Colonic epithelial cells are constantly exposed to high levels of bacterial DNA in the intestinal lumen and must recognize and respond appropriately to pathogens, while maintaining a tolerance to non-pathogenic commensal bacterial strains. Bacterial DNA is recognized by toll-like receptor 9 (TLR9). The aim of this study was to investigate TLR9 expression and localization in colonic epithelial cells under basal conditions and in response to bacterial DNA. HT-29 cells were exposed to DNA from various strains of commensal and pathogenic microbes. TLR9 mRNA expression was determined by real-time RT-PCR and IL-8 secretion measured by ELISA. Localization of TLR9 was determined by flow cytometry in HT-29 cells, and immunofluorescence in HT-29 cells and mouse colonic tissue.
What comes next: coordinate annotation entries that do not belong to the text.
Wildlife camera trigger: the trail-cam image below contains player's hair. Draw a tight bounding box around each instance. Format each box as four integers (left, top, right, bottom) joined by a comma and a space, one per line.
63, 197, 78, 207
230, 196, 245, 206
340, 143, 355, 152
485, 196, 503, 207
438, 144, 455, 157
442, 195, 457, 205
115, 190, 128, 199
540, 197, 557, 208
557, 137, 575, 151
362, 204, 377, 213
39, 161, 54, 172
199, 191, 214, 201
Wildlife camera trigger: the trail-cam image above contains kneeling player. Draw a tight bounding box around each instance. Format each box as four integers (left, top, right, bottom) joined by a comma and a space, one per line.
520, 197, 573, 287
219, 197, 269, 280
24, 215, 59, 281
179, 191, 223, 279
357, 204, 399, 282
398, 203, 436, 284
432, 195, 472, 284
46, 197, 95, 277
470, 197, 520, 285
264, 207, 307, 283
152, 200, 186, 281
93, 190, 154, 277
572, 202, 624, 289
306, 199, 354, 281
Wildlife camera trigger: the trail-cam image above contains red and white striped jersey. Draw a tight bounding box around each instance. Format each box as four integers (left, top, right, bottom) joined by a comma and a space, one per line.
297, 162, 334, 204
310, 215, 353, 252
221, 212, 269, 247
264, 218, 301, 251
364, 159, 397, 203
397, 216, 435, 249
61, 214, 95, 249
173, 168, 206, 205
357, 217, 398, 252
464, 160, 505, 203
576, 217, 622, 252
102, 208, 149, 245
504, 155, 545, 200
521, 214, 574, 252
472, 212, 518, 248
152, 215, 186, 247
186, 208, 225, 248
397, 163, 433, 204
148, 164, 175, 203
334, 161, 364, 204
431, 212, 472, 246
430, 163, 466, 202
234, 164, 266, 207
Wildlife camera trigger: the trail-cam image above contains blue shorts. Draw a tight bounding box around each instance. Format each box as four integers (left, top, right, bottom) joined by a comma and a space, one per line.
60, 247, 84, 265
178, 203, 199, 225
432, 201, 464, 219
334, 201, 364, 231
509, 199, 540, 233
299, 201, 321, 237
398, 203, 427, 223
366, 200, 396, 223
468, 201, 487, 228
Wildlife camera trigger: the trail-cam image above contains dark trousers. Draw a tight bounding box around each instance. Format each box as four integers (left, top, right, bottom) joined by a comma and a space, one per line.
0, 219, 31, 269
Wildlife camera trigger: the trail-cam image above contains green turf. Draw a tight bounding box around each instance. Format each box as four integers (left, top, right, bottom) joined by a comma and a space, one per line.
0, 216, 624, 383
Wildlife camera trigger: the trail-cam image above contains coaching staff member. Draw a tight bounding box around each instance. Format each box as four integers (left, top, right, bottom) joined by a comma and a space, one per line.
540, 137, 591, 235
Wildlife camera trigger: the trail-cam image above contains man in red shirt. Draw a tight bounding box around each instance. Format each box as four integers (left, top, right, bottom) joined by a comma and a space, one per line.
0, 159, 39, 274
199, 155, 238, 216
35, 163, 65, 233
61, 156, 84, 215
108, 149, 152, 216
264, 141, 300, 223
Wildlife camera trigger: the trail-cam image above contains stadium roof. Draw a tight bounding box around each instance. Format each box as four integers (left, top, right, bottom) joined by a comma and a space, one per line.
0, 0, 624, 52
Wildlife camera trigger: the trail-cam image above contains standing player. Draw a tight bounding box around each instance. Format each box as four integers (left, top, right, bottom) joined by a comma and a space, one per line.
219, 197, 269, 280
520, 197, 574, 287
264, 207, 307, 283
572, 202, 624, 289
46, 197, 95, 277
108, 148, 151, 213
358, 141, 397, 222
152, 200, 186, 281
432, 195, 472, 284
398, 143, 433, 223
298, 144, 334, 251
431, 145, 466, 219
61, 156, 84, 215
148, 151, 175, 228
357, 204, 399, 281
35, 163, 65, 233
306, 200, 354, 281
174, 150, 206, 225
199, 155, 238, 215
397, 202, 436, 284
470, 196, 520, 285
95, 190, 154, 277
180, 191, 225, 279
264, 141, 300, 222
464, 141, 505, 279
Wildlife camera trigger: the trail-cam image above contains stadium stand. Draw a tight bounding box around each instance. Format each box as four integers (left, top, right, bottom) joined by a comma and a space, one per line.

Immunofluorescence and flow cytometric analyses demonstrated intracellular and surface expression of TLR9 in HT-29 cells under basal conditions. Exposure of cells to DNA from pathogenic strains of Salmonella and E. coli resulted in a significant increase in TLR9 mRNA expression. S. dublin DNA increased surface TLR9 protein and IL-8 secretion. There was no change in mRNA levels or localization of TLR9 in response to Bifidobacteria breve. Chloroquine did not block IL-8 secretion in response to S. dublin DNA. TLR9 was expressed on the colonic apical surface in wildtype mice, but not in germfree mice. These results demonstrate that intestinal epithelial cells recognize pathogenic bacterial DNA and respond by increasing surface localization and expression of TLR9 suggesting that the epithelial inflammatory response to pathogenic DNA is mediated at least in part by increased TLR9 expression.